It was cited for various code violations, including failure to make repairs and peeling paint.

Nobody wanted to see the building go, said Drex Bradshaw, a board member of the Greater Chuckatuck Historical Foundation. The foundation has been looking for a place to display the various items it has collected during the making of its book, “Chuckatuck: A Crossroads in Time.”

“We would like to make it a museum,” Bradshaw said. “That would be a good place to do that.”

This month, Gwaltney went to the Economic Development Authority meeting to request $10,000 from the façade grant program to make needed repairs to the building.

“We’re going to try to get it back to its old, historical way,” Gwaltney told the authority, which voted to approve the grant. He said he also hoped some sort of small retail use could accompany the museum.

As a boy, Bradshaw worked as a clerk at Gwaltney’s Store in his spare time.

“There were several stores all right there in the area,” Bradshaw said. “Back in the ‘40s, people didn’t run to Suffolk all the time. They did most of their shopping right there in Chuckatuck.”

While nobody knows exactly how old the building is, Bradshaw believes it is the oldest building in the village.

“[Route] 10 was the first road in Virginia,” Bradshaw said. “Because 10 runs right through Chuckatuck, there was probably a trading post or stagecoach or something there. There’s no reason to not believe there wasn’t something at that corner.”

The earliest known name of Gwaltney’s Store was Peck’s Cheap Goods, Bradshaw said.

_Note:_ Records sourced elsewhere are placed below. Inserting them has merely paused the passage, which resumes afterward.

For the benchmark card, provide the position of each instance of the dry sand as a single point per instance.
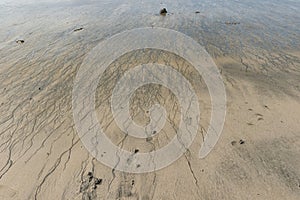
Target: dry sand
(254, 44)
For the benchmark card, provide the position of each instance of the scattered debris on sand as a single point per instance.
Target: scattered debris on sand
(163, 12)
(78, 29)
(89, 185)
(20, 41)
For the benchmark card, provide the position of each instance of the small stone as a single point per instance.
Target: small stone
(242, 141)
(163, 11)
(98, 181)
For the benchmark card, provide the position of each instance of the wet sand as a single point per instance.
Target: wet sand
(255, 45)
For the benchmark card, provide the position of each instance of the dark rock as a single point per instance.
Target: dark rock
(98, 181)
(163, 11)
(20, 41)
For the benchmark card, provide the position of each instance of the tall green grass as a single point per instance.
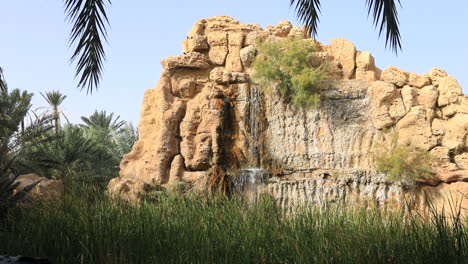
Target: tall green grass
(192, 229)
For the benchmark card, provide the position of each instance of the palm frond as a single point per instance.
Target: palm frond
(385, 15)
(308, 13)
(89, 21)
(2, 80)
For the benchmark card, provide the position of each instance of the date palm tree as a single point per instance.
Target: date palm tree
(89, 30)
(384, 13)
(54, 99)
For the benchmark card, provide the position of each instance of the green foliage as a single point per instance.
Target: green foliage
(177, 229)
(288, 64)
(14, 106)
(403, 162)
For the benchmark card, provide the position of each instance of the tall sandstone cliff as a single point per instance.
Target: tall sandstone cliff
(207, 112)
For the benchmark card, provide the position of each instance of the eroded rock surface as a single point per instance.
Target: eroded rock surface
(206, 112)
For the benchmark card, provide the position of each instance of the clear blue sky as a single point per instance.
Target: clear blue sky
(34, 52)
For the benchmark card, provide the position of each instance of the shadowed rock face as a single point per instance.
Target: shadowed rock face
(206, 112)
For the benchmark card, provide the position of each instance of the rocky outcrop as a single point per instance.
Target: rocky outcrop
(206, 112)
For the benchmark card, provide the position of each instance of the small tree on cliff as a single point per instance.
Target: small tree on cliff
(288, 64)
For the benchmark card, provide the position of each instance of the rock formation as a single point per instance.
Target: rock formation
(206, 112)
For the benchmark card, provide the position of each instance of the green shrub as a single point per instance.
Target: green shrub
(403, 162)
(288, 64)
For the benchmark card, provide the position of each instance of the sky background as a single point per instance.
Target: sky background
(35, 56)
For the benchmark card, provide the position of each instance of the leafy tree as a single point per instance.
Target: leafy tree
(90, 20)
(384, 13)
(288, 63)
(14, 106)
(403, 162)
(102, 120)
(54, 99)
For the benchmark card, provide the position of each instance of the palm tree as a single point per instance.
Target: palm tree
(90, 20)
(54, 99)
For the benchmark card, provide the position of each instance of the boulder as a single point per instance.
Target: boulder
(418, 81)
(44, 189)
(462, 161)
(435, 75)
(449, 90)
(395, 76)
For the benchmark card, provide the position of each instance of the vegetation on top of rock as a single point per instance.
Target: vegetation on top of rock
(288, 63)
(402, 162)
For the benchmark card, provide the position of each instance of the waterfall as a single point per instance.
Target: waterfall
(254, 122)
(248, 180)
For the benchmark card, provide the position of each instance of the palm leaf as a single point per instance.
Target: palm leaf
(385, 15)
(89, 21)
(308, 13)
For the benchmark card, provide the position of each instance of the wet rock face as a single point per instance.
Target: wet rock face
(206, 111)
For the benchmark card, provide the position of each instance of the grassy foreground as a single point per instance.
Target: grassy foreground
(220, 230)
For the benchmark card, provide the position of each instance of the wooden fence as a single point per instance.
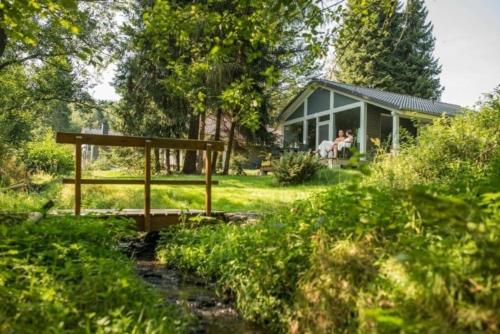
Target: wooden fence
(79, 139)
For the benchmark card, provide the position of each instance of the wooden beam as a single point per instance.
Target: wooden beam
(208, 181)
(78, 175)
(129, 141)
(139, 182)
(147, 185)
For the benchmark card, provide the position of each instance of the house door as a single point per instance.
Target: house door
(323, 129)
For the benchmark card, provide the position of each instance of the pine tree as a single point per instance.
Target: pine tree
(419, 70)
(362, 48)
(382, 47)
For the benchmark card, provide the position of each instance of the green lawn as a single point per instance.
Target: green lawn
(250, 193)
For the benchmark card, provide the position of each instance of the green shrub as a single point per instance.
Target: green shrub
(455, 153)
(63, 275)
(12, 170)
(48, 156)
(238, 163)
(294, 168)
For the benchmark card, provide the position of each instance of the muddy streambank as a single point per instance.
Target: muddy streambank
(212, 314)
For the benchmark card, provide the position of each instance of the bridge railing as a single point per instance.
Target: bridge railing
(79, 139)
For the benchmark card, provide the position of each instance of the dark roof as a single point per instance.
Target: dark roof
(389, 99)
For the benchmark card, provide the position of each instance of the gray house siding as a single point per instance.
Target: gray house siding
(318, 101)
(298, 113)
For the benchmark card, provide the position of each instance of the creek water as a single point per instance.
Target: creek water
(214, 314)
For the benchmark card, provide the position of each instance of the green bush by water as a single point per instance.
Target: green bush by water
(67, 275)
(380, 255)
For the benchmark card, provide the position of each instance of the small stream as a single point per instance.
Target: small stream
(215, 315)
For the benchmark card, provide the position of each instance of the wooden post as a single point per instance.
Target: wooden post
(208, 181)
(78, 175)
(147, 186)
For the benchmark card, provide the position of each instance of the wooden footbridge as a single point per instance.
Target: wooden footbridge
(147, 219)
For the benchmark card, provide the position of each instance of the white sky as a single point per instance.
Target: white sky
(467, 44)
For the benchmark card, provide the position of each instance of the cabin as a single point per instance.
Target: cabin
(323, 107)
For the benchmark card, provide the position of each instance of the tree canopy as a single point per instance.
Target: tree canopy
(383, 46)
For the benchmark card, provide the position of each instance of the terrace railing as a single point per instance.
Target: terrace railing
(79, 139)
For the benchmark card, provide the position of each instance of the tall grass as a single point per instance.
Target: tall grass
(66, 275)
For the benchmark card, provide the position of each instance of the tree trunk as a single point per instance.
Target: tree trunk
(190, 158)
(167, 161)
(230, 145)
(199, 164)
(218, 121)
(157, 160)
(3, 37)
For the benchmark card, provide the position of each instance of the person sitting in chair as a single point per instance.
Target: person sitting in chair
(328, 146)
(345, 143)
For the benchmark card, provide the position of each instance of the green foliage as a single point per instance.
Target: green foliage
(62, 275)
(48, 156)
(452, 153)
(381, 46)
(296, 167)
(238, 163)
(372, 257)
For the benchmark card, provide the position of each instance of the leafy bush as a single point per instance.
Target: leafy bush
(294, 168)
(12, 170)
(61, 275)
(48, 156)
(238, 163)
(455, 153)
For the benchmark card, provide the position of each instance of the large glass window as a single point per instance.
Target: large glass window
(323, 132)
(311, 133)
(293, 134)
(347, 120)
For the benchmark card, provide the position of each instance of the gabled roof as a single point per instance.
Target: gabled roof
(387, 99)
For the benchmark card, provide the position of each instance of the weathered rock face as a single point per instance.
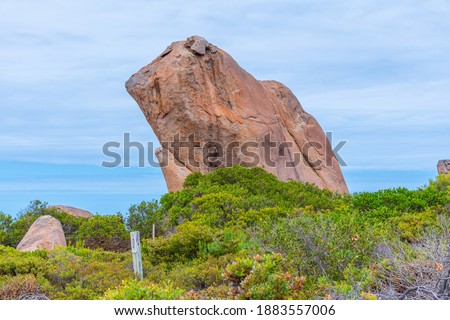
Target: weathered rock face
(73, 211)
(443, 166)
(208, 112)
(45, 233)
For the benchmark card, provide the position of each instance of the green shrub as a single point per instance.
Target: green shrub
(262, 278)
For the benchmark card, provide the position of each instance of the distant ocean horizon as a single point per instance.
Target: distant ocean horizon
(111, 190)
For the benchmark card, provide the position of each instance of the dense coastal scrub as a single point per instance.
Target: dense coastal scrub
(239, 233)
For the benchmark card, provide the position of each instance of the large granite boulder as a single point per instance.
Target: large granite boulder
(208, 112)
(45, 233)
(73, 211)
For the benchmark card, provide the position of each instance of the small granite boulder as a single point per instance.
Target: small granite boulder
(45, 233)
(73, 211)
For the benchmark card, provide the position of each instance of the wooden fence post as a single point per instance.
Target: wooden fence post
(136, 252)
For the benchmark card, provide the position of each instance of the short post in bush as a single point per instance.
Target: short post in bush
(136, 252)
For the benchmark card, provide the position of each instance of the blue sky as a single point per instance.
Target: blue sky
(375, 73)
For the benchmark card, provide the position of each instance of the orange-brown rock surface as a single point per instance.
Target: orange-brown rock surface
(196, 88)
(73, 211)
(45, 233)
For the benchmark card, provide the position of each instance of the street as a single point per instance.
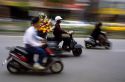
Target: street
(94, 65)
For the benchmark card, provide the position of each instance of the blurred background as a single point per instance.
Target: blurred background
(78, 15)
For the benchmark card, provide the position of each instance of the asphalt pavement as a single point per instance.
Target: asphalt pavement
(94, 65)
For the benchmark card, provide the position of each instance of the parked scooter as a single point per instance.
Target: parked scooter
(74, 46)
(20, 60)
(91, 43)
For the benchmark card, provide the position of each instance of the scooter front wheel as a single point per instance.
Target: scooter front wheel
(77, 51)
(57, 67)
(12, 67)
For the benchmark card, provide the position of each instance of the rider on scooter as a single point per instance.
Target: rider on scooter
(57, 32)
(97, 34)
(34, 43)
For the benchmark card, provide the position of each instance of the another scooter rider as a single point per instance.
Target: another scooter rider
(57, 32)
(97, 34)
(34, 43)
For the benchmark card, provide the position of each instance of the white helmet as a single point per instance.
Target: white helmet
(58, 18)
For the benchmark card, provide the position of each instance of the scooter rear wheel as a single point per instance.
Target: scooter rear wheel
(57, 67)
(12, 67)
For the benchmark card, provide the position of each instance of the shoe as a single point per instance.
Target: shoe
(38, 66)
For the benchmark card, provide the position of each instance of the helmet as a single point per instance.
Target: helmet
(42, 15)
(58, 18)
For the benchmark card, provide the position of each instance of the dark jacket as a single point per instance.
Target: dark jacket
(57, 32)
(96, 32)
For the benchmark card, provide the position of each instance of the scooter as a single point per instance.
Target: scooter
(91, 43)
(21, 60)
(74, 46)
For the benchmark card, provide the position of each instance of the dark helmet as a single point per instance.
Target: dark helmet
(35, 20)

The historical foundation has a tintype photo of the store with a sign bearing that name.

“It’s part of our history,” Bradshaw said. “The people who visited those stores, who ran those stores, most of them are gone now. We’re all getting older. That’s one of the reasons Lynn Rose and I have been so doggedly getting the history done, because if we don’t, people will forget it.”

Bradshaw said he hopes work can begin on the building soon to put it back in shape.